Oireachtas Joint and Select Committees
Thursday, 23 February 2023
Joint Oireachtas Committee on the Implementation of the Good Friday Agreement
Engagement with All-Ireland Cancer Research Institute
Mr. Aidan McCormick:
I thank Mr. Molloy for that and for all that he does to help the people in our situation. The patient voice is critical. I am sitting in the position where I think it is critical. Generally, within the patient voice organisations, we are finding that public voices, such as my colleagues, who are with me, others and mine are heard and our views our listened to, we share our experiences and our expertise is valued, respected and utilised. That is important. As I said earlier, we have a lived experience, which is unique when it is brought to the table. That is important and we have an important part to play.
The cancer forum in Belfast is one example, because many of the other organisations do the same. We take people who have lived experience of cancer or as being a carer or, to use that word I dislike, those who “survive” cancer or are living with it. We are able to look at the work of our researchers in a different way. We look at the language and may see it differently, so we can improve that and add to it. We are bringing that level of expertise to the table and offering that. The feedback from our researchers is that it is valued.
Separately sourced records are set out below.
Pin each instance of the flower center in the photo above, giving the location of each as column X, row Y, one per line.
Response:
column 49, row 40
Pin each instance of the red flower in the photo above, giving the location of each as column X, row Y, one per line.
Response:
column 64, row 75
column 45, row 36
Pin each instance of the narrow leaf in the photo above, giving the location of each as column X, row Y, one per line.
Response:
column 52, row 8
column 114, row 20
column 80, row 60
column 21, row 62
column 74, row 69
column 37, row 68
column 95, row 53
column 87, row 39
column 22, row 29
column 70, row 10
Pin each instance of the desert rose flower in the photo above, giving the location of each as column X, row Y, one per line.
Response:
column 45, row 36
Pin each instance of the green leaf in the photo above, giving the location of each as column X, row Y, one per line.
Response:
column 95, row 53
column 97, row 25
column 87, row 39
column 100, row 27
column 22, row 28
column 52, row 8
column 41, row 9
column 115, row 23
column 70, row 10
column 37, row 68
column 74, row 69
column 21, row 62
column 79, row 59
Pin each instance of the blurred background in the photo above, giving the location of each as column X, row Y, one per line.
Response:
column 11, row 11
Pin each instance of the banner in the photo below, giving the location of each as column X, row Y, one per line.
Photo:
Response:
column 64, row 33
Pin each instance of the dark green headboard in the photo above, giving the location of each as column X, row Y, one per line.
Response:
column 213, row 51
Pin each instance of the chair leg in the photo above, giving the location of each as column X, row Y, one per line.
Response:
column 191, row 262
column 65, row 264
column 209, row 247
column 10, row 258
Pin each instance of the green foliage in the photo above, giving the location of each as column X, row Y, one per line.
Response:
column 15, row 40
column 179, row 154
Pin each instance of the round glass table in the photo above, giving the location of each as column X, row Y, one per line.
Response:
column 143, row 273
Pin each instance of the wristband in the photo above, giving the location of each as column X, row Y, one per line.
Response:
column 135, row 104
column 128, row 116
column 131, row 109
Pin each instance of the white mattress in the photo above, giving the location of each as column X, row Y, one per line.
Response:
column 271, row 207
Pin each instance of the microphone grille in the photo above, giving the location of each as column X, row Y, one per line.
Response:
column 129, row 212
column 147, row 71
Also, it may be known that, in applications for funding research programmes, there is a section in it for patient public involvement, PPI. It is valued too. We help the researchers write that, review it or whatever. It is increasingly becoming important that there is a contact with the public voice for an application to go through. It was not always like that, but it is like that now and that is important. That is one of the roles we play. We have a variety of different cancer experiences coming through and we are adding that in.
I refer to the Patrick G. Johnston building at Queen’s University, which is an amazing place, even to walk through. We are offering some training to PhD students there about what it is like for the cancer patient coming through. Those who are in clinical trials may not see us the human being, as such. As I say it, I had a life before cancer. They have to know me and my condition. We are trying to bring that to the table and give them training on how we go about PPI. That is important. In Belfast, Ruth Boyd and I completed discussions with our PhD students earlier this year. However, there is a European group of PhD students coming to Queen’s within the next month or two and we have been asked to do a two-hour workshop with them. Again, we are bringing patient expertise, as such, to the table to help them in their delivery. The European countries are doing it in a different way.
There is one other thing I would like to say. I have an example of retraining for Mr. Molloy. I refer to that young lady I met who is working at Randox. That is someone coming in from a totally different occupational background and is now developing, as she said to me, a second generation sequencing. These guys just smile and nod and I am just agreeing with them. That is a hell of a jump. People like that deserve credit. It is happening. That is one of the successful things about higher level apprenticeship. I make that point.
I will make a last point. I do not know when researchers find out about the word “researcher” and how they can get into it. Some people who I have talked to say it is their second year in their master’s degree when they are looking at what to do next and the word “research” comes in and the job of researcher. It is my educational background and I am taking it back to the further education regional colleges and post-primary schools. That is when you need to know you can be an A, B, C and D, and also a researcher on these broad areas.
I refer to what I find as a patient coming through in haematology, which is another experience. Go and sit in the waiting area of the haematology department in any hospital and it will give you a whole new outlook on life. I refer to the development of the clinical nurse specialist in those areas. The first haematology clinical nurse specialist was Laura Croan in the Royal Victoria Hospital and she has now moved in to research. They are very important. I do not know how widespread that is. However, from the patient’s point of view, it is nearly like a middle ground. They can help you understand. That is part of that patients’ voice – helping people understand. That is an example of a specialist nurse helping the patient understand his or her condition on the good and the bad days.